On the theme of the importance of follow up, Hayashi answers the question “What is the behavior required from management to develop thinking people?”
Perhaps not every time, but managers need to follow up by “random audit” at least one time in ten.
He tells the story of a time when Hayashi went to report progress to Mr. Ohno, and Ohno followed up by asking Hayashi, “Did you go see for yourself?” Hayashi responded, “Yes” even though he had not and had only presented a report received from the gemba. Mr. Ohno said, “Let’s go to the gemba. Show me the real thing and explain it to me again.” From then on Hayashi always checked for himself and only reported to Mr. Ohno what he had personally seen and understood.
Asked how Toyota was coping with rapid international expansion and the need to develop thinking people, Hayashi provided insight:
Toyota does not have a goal. An increasing number of Toyota people from outside of Japan understand this, but this is something hard to get used to. They think that when a target is reached, they deserve a reward.
Hayashi likens it to Goldratt’s “Goal” in that it can never be reached.
Another recent development at Toyota that concerns Hayashi is the increase in the number of temporary or contract labor.
They (temporary or contract labor) are increasing because it is not possible to rapidly hire the people needed, but reducing cost by hiring people so we can pay them less money to do the same work is not kaizen.
Hayashi recognizes that there are both people who prefer to work as contractors in several jobs, and those people who are term employees who participate actively in QC circles. The important thing, he says, is to develop shop floor leaders who can bring together such a diverse group.
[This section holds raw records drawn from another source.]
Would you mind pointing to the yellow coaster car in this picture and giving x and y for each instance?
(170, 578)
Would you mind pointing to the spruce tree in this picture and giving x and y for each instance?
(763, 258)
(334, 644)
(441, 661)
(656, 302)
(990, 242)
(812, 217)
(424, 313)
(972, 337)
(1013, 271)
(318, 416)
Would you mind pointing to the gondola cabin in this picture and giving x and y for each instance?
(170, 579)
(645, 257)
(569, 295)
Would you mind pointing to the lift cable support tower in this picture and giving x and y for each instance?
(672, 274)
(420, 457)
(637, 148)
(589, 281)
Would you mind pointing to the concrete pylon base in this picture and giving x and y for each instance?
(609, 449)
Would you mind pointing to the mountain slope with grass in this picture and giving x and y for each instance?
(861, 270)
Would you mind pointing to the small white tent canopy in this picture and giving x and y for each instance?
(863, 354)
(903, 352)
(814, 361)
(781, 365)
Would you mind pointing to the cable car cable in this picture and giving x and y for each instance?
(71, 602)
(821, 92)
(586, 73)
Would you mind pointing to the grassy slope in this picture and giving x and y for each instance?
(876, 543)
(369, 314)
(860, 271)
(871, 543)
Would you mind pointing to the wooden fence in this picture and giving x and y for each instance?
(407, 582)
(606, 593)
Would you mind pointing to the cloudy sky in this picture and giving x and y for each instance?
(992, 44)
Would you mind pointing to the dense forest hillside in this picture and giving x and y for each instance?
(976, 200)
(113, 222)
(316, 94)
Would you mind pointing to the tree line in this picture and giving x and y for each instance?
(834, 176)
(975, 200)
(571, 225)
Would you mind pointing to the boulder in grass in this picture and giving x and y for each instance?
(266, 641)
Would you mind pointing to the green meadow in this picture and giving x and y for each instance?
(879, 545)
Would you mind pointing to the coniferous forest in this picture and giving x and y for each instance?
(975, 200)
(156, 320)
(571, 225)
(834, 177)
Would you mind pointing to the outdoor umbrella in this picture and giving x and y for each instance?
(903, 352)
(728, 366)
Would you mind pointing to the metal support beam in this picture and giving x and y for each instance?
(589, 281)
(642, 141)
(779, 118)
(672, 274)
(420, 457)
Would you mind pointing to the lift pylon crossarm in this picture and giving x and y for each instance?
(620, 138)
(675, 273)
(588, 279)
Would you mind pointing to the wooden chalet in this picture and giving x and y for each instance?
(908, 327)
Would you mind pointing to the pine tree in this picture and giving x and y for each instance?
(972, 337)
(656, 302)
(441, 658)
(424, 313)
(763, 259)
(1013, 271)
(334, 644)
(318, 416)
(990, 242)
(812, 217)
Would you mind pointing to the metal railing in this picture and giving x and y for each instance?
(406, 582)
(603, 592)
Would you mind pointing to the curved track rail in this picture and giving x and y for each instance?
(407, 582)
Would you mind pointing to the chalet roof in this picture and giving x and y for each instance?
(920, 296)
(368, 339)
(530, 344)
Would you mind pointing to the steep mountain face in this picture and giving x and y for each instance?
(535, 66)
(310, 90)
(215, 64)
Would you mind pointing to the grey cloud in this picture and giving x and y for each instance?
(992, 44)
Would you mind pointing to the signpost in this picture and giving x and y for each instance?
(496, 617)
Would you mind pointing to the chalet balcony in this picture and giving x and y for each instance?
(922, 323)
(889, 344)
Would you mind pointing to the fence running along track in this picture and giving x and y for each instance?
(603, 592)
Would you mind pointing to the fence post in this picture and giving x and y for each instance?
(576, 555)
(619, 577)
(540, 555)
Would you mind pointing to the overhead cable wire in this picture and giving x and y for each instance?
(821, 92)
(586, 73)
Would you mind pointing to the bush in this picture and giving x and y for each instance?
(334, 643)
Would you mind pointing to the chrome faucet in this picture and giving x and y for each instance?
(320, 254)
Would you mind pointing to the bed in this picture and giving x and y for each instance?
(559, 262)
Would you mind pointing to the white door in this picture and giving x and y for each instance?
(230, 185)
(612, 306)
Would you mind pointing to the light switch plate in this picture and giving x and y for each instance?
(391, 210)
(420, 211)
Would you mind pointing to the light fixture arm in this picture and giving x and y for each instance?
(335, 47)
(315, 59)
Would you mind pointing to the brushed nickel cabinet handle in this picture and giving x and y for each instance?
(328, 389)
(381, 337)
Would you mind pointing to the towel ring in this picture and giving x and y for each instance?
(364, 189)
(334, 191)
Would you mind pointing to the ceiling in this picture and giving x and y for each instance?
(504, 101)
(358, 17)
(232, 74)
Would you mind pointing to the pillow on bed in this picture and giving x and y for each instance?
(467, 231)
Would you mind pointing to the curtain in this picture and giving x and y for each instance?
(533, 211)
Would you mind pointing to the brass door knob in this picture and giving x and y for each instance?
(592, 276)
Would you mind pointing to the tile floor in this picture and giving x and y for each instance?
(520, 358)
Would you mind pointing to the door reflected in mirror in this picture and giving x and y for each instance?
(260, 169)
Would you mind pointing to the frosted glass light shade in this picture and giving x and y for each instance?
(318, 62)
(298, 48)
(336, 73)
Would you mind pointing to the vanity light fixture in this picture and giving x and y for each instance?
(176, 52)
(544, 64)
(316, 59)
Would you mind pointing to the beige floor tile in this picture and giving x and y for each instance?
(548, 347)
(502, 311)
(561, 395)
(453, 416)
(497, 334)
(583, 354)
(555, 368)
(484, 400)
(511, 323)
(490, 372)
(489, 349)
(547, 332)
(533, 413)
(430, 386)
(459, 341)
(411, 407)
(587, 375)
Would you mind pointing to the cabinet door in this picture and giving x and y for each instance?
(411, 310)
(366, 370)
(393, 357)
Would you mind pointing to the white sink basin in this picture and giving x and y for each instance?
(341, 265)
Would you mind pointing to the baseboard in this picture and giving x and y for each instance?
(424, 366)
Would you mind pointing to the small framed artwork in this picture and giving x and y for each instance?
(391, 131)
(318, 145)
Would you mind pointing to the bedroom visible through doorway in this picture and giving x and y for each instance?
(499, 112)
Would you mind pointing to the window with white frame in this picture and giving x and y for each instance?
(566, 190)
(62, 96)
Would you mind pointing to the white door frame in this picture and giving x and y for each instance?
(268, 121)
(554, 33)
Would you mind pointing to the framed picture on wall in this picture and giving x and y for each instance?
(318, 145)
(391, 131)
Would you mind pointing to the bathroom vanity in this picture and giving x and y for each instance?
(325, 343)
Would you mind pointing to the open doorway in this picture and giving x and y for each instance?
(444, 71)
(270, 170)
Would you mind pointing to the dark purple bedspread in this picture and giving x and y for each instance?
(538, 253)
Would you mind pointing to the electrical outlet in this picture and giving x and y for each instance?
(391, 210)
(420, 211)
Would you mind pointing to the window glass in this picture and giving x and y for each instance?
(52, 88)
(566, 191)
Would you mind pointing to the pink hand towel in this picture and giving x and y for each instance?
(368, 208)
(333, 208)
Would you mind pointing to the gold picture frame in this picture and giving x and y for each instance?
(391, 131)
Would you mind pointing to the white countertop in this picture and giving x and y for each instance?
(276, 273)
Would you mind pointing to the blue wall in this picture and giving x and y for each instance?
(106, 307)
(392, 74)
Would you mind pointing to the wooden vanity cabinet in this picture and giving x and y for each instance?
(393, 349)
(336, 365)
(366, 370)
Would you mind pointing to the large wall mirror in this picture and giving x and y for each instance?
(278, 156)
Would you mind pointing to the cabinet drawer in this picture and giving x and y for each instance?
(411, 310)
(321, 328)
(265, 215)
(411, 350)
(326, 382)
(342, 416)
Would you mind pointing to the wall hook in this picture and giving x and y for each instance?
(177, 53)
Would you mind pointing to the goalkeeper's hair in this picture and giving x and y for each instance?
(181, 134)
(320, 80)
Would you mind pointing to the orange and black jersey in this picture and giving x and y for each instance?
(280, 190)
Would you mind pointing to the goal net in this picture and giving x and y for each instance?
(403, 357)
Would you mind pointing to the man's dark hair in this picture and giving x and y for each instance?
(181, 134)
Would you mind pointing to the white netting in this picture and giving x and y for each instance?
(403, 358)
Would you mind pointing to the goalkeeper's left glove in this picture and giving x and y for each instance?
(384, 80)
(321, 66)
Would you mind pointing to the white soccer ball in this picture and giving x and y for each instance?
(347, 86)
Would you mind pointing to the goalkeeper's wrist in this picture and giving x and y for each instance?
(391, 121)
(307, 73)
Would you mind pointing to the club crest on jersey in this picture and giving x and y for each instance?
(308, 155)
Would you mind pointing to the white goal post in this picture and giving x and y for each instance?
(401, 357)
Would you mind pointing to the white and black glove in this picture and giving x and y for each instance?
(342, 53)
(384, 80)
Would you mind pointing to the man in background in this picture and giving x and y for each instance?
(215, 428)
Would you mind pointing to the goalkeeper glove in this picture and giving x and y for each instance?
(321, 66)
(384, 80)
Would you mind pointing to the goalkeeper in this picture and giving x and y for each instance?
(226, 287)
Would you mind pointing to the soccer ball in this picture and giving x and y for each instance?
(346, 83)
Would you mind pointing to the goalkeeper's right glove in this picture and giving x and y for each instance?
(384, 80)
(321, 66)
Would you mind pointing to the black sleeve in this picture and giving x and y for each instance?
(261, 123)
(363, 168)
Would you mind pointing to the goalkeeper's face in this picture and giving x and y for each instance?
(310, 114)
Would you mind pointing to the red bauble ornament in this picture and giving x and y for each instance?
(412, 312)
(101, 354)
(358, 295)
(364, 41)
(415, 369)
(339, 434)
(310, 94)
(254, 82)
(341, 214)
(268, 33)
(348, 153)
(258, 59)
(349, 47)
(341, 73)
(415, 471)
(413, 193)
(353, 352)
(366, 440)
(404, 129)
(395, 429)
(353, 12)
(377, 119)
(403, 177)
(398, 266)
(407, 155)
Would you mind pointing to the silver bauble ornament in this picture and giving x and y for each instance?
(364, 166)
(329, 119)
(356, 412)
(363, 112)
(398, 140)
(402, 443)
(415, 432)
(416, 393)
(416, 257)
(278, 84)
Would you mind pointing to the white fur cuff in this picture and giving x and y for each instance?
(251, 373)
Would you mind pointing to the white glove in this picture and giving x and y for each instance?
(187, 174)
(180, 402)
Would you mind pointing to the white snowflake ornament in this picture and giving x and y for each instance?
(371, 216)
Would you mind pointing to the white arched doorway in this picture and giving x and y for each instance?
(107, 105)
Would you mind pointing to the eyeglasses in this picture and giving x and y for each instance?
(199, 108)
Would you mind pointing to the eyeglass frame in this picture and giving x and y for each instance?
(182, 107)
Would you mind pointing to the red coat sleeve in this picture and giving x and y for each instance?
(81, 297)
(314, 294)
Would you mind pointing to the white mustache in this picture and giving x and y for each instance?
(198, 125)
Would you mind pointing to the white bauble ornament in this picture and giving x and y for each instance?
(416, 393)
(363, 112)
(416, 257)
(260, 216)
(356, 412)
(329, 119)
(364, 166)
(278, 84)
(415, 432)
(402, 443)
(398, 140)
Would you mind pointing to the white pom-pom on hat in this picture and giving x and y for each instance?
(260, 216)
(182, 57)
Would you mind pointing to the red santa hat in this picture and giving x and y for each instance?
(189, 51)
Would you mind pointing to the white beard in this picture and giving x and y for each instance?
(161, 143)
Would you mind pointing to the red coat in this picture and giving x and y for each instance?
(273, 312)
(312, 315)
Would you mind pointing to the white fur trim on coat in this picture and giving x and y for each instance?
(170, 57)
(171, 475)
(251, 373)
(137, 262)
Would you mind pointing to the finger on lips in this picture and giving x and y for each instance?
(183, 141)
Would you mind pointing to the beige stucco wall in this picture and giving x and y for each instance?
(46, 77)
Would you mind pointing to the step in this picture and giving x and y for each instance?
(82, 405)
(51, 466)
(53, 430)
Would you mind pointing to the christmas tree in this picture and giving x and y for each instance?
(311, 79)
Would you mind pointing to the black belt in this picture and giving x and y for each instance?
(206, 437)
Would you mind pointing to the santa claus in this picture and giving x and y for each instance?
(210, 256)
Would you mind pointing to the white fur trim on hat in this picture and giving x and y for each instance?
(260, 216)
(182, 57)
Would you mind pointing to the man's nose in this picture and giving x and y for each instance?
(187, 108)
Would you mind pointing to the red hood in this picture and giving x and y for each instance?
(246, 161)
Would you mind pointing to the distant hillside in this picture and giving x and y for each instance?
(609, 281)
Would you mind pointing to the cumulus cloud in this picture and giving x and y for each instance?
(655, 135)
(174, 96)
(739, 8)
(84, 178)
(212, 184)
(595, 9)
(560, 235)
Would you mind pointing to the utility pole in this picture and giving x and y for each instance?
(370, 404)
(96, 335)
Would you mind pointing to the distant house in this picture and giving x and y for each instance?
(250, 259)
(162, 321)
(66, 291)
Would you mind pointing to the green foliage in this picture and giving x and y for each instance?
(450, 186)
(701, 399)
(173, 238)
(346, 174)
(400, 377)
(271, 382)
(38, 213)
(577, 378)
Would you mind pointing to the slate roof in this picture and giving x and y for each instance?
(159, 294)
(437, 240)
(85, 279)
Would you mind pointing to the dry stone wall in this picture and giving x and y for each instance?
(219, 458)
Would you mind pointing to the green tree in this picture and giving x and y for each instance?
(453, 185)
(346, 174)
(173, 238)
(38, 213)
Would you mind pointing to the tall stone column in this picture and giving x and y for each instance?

Compared to the past, has the gemba at Toyota become stronger or weaker? Hayashi says both are true. Toyota people have become better with computer skills, the development of technical skills and formal training. However the mental toughness and determination to do whatever it takes, when there is no people and no money and you just have to work through the night, is missing.
Hayashi is encouraged that very few people at Toyota think they are as good as they can be, and most recognize that a lot remains to be done. With a kaizen mind, ever looking at problems as opportunities, Hayashi says:
These last few years have been good ones for Toyota and the use of creativity rather than money to solve problems may have been weakened. Now that the economy is slowing down and investments are harder to make, I think this is a good opportunity.
Taiichi Ohno said, “Your wits don’t work until you feel the squeeze.” Mr. Hayashi sees the latest economic slowdown as just the squeeze Toyota needs to develop thinking people.